The Insider (Prologue) (Eventual 3x12 & others)

Post by El Su »

I have never written anything substantial for Midii and so this was
somewhat of an experiment. Let me know what you think---C&C welcome!



Prologue: Ma M?re
------------------------

By El Su/Ashy

----

The earliest memory I have of my mother is of her lying flat on her
stomach under the bed, only her thin white ankles sticking out, pink
slippers on her feet. Drawn to the sound of rustling and rummaging,
I asked her what she was doing under there.

"Nothing, darling."

"Oh?"

She slid out, her pale hair all frizzy with static. She smiled- a
broad, one- which made her eyes sparkle. She had strange eyes, my
mother; one was blue and the other was green. She once told me a
fairy came to her as a baby and granted her the choice of what
colour eyes she wanted, so she picked them herself. Therefore she
was special, she explained with a giggle.

I don't remember any fairy coming to my cradle as an infant, so I
must not be special. Both my eyes are a murky greyish-green. But I'm
content with that. And I don't know what colours I'd have picked
anyway had I been given a choice, so best not to concern myself with
it.

"Come on, Amie," she cooed, still smiling, in my hazy memory. "Let's
go make some cookies, would you like that? Chocolate ones?"

She snatched my hand and led me from the room. I watched how her
pink slippers moved rapidly across the wooden floorboards, and was
mesmerised by the floppy-eared rabbit heads stitched onto the front
of them, jerking with the motion.

We made cookies that afternoon. We must have done because I have a
vague recollection of her allowing me to lick out the mixing bowl,
and I did so with relish.

Later that day, when she was in the bath, I went into her bedroom
and dropped to my knees in front of the bed. I peeked under, into
the darkness. I had never been afraid of monsters because I had once
heard someone talking to my mother in a hushed tone, in the parlour
of our house in Lyon, telling her not to trust any person she spoke
to. So it was real people I was wary of, not fearsome beings with
big, sharp teeth who lived in dark places. I wriggled further into
the shadows, unfazed and desperately curious.

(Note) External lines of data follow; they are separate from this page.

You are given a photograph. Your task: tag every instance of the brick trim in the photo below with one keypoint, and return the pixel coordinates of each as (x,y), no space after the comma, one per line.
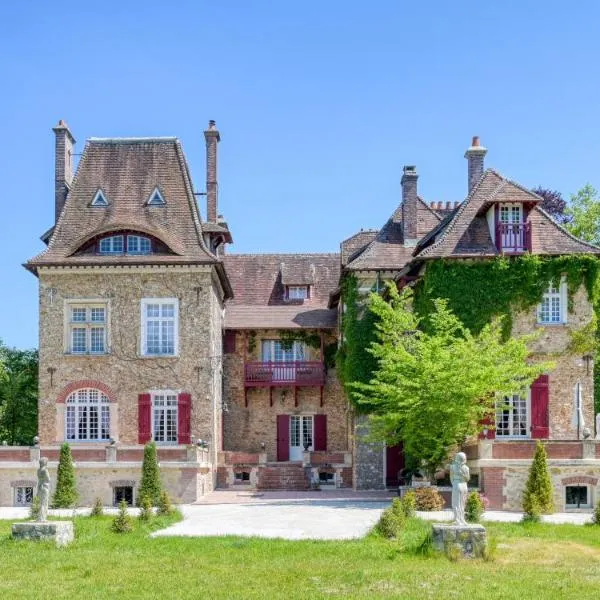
(579,479)
(85,383)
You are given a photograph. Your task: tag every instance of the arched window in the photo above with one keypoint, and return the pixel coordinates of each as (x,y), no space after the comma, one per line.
(87,416)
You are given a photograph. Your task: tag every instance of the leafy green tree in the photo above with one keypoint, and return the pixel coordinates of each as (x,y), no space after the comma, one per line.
(433,390)
(18,395)
(150,486)
(66,494)
(538,496)
(584,214)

There were two boxes lurking under there. I saw the nearest was
covered in Christmas wrapping paper. I don't recall the pattern, but
it was snowing that day so I assume it was the festive season. I
felt a thrill down my spine, as I grasped the nearest package and
tugged it out into the open, tearing off the paper slowly at first,
then with more vigour as my confidence grew. My mother was still in
the bath; I could hear the sound of the water sloshing and her soft
humming. I kept half an ear on her song, knowing even at such a
young age that my operation must be a covert one. She hadn't
explicitly told me not to touch the boxes, but I sensed they were
off-limits all the same.

I was four years old, I think. It's funny how memories twist and
distort, until you wonder if you did in fact experience what you
remember, or if it was simply an illusion. But I doubt that my four-
year-old mind would have been capable of fabricating the image of
guns; for that is what I saw, when I tipped the box on its side, and
lifted the lid of the black leather case within it. Three small
pistols, neatly packed into the foam-lining, each fitting its
concave space exactly.

Of course, at such an age, I did not know they were pistols, and did
not question why the case hadn't been locked. I had never been
exposed to any sort of weaponry, as I was never permitted to watch
our television and I never played with any other kids; no cops and
robbers, cowboys and Indians, no OZ and Gundams. Those were a boy's
sport anyway, and I was a girl. A pretty girl, everyone said, when
they patted my head. So I thought this box of metal pieces was some
elaborate game- match the shape to its correct home. I began pulling
the guns out from where they nestled, hefting their weight in my
small hands. They were heavy and I dropped one with a clunk.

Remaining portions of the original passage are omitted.